I’ve had a quick read of the proposal, and a bit of the current interface code.
Overall, it looks brilliant @ablaom, so glad you’ve taken the time to continue this effort. I’ve only got a few niggles that I’d like to raise:
Cameron’s minimise function I think could be better named something like trim, shrink, or even downsize or deflate. I think that’s more effective at conveying the intent. Otherwise I’m prone to thinking of model error minimisation, and minimising objectives
In src/types.jl, I see abstract Finite, Iterable, and FiniteIterable types. These seem like interface-kind types and could perhaps be better served by boolean trait-functions (e.g.
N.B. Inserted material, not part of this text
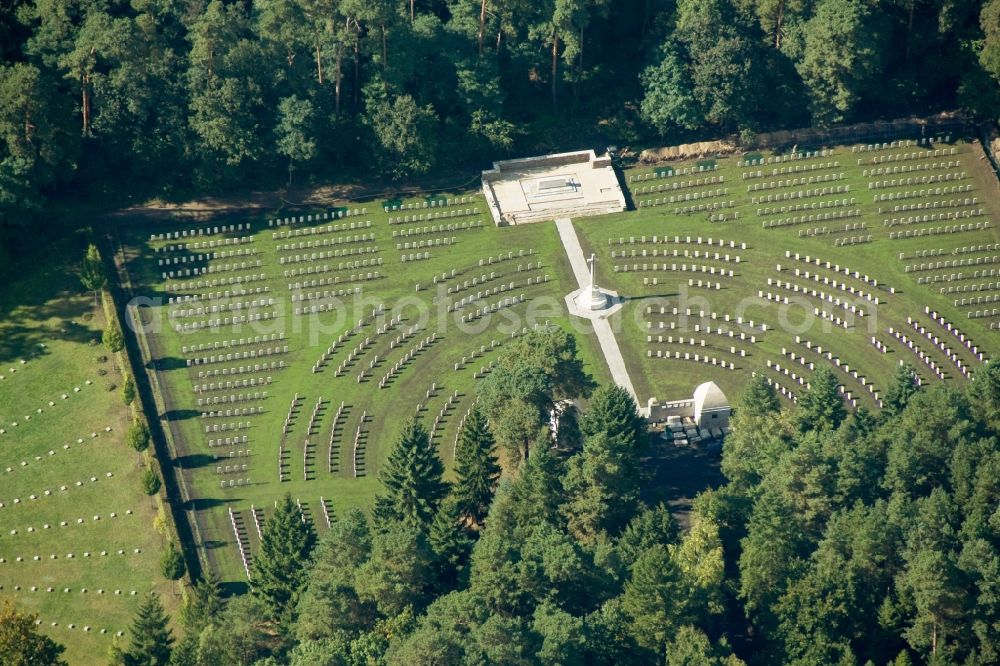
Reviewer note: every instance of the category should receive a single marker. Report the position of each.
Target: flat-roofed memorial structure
(533, 189)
Tables.istable) or holy-style trait functions?
I do still think that as a package named LeanAPI for Machine Learning models, calling the objects that “learn” from data “learners” rather than “algorithms” is more apt (regardless of how well they generalise), but it seems like this mostly affects the docs now, and I don’t mean to re-commence the bikeshedding.
The name for the function that maps learning outcomes (output of fit) to something suitable for serialisation. At time of writing, this is minimise in the docs :
Okay, here’s one more. In LearnAPI I currently have inverse_transform, “broadly” understood. I’ve currently said this any right inverse or approximate right-inverse for transform (maybe any one-sided inverse should be allowed??). This is the same name used in scikit-learn and MLJ, and so it has a lot of intertia for me personally. No promises to change it, but I’d like to know what people think of the name.
I think StatsAPI uses reconstruct and TableTransforms uses revert (transform is apply). Any other name suggestions or comments before I poll this?
I preferred the way it was done with TransformedTargetModel where it would be a regular algorithm with fit() and predict() and the parameters to that algorithm would include the inner regression algorithm along with the transformer function and inverse functions. In which case they are just names of algorithm parameters, and maybe not needed in the api.
Also on the minimize() proposed function, some of the suggested names suggest the trained model is mutated. If the model is an immutable struc, instead of minimize(), maybe it could just be another accessor function to get the struct for the trained algorithm, which represents the information required by predict().
The trait LearnAPI.functions returns a list of functions that can either be applied to the algorithm struct (e.g, fit), or the output of fit (e.g. predict). See here. Should this be called methods instead?